Closed AnthonyJacob closed 7 years ago
Not sure if this is a feature request or a comment, but variable number of arguments are expressible on the λ-calculus (and, thus, Moon)! Take this, for example:
sum:
roll: self. r. x.
(if (eql x 0)
r
(self self (add x r))
(self self 0))
(roll roll)
(sum 1 2 3 4 5 0)
This keeps summing all arguments it receives until it receives 0. Note, though, that this style is often considered bad; it introduces non-termination, has no normal form and wouldn't be typeable in a total fragment of Moon. What you want, 99% of the cases, is to fold over a list. For example, the right way to implement your andThen
is with
:
with: val. fns.
(for 0 (get fns "length") val i.result.
(get fns (nts i) result))
(with 3 [
(add 1)
(mul 2)
(add 100)
])
Notice how it looks basically the same, but now everything has a normal form. Your "multi-argument" map can be expressed the same way. For example, you could do this:
map: cons. matrix.
w: (get matrix "length")
h: (get (get matrix "0") "length")
(arrayGenerate 0 h i.
(for 0 w cons j. fn.
(fn (get (get matrix (nts j)) (nts i)))))
add3: a. b. c. (add a (add b c))
(map add3 [[1 2 3 4 5] [1 1 1 1 1] [10 10 10 10 10]])
Which uses add3
and sucks, but this could, too, be avoided with folds:
map: cons. nil. matrix.
w: (get matrix "length")
h: (get (get matrix "0") "length")
(arrayGenerate 0 h i.
(for 0 w nil j.
(cons (get (get matrix (nts j)) (nts i)))))
(map (add) 0 [[1 2 3 4 5] [1 1 1 1 1] [10 10 10 10 10]])
Here, map
performs a cross-column fold, you just need a 2 argument function and an initial value. No need to implement multiple-argument functions!
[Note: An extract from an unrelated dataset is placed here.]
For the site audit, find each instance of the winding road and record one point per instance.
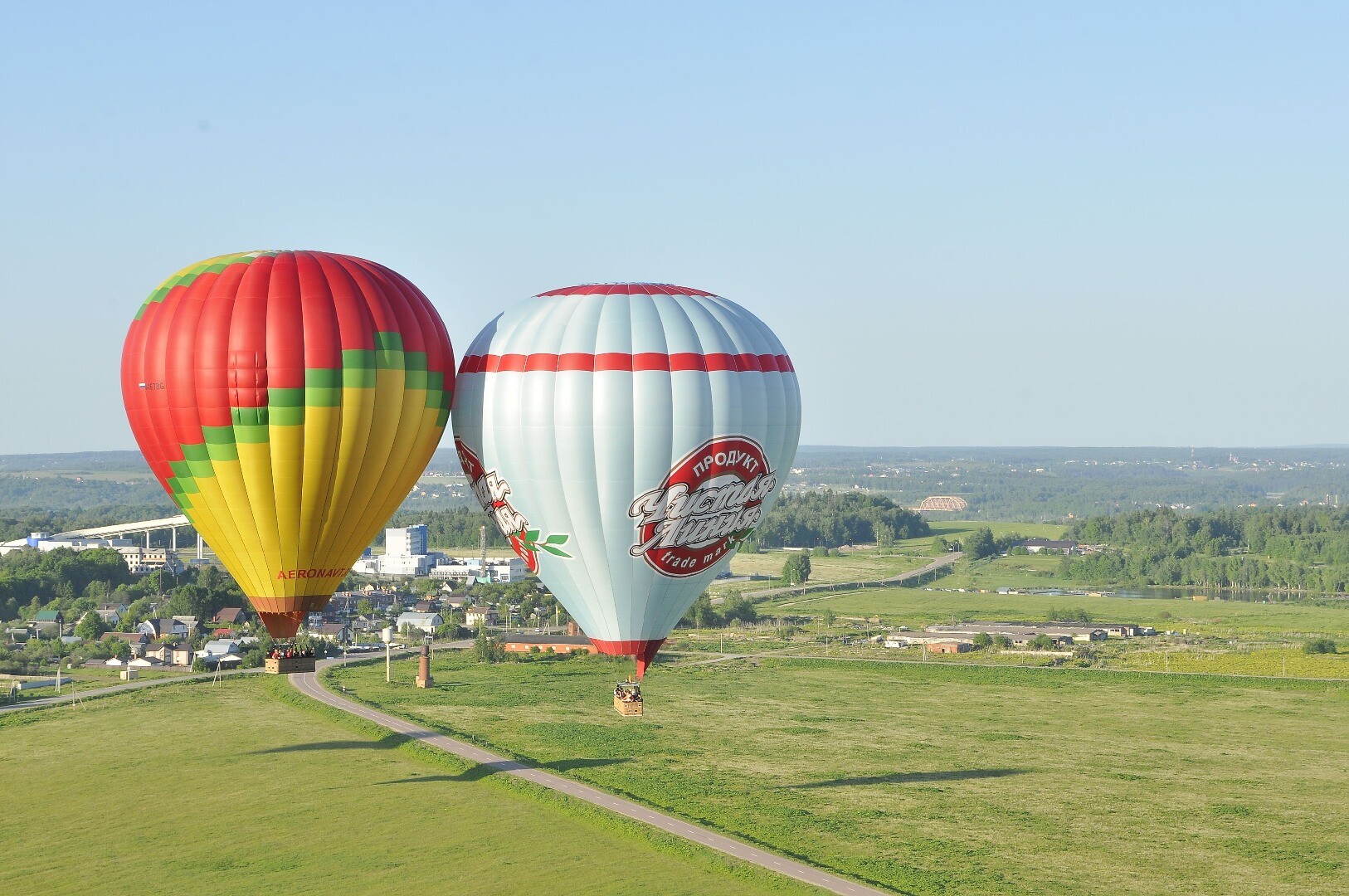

In fact, that map
is quite useful, so it is now added to moon-base
under the name arrayCrossWith.
I have not realized until now, how powerful actually that feature is
It greatly reduces boilerplate:
map
,zipWith
,zipWith3
, ... become just singlemap
It leads to some pretty elegant one liners: transpose x =
(apply map list x)
And most importantly it allows you to resemble imperative blocks of code.